If Gray’s play could use slightly fewer words and more action – and runs through at least four excellent endings before it finally fades to silence – it remains a memorably powerful play in the great tradition of Scottish workplace drama, building an unbreakable link between those who work to sustain Scotland’s vital coastal lights today, and the men who once, in a dark and dangerous isolation, gave up so much of their lives to that same task.

Lynn Ferguson’s Storyland is also a show about the slipperiness of storytelling; sometimes a great vehicle for truth, sometimes just a pack of lies. After a successful run at the Edinburgh Festival Fringe, the legendary Glasgow-born and Los Angeles-based Ferguson is now taking her Gilded Balloon solo show across Scotland, giving audiences from Peebles to Perth and beyond a chance to spend 70 minutes in the company of one of the world’s passionate truth-tellers; a woman who weaves yarns about her own experience and that of others, in pursuit of the deep realities that shape our lives.

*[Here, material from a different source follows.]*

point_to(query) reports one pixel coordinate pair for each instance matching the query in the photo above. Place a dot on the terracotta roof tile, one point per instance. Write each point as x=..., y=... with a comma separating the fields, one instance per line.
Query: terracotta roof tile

Ferguson’s hour of narrative leads us down many delightful side-tracks, and into the highly emotional places of her own recent brush with breast cancer. In the end, though, what she delivers is a clarion call to us all, as citizens, to take charge of our own narrative, and not to be seduced by accounts of reality concocted by power-seekers for their own ends.

In Ferguson’s book, we should all be storytellers, in our own right; and in this moving and life-enhancing hour of solo theatre, she shows us how.

Keepers Of The Light is on tour until 23 September, to Oban, Portree, Breasclete, Greenock, St Andrews and Findhorn. Storyland is on tour until 17 September, to Livingston, Giffnock, Musselburgh and Hawick.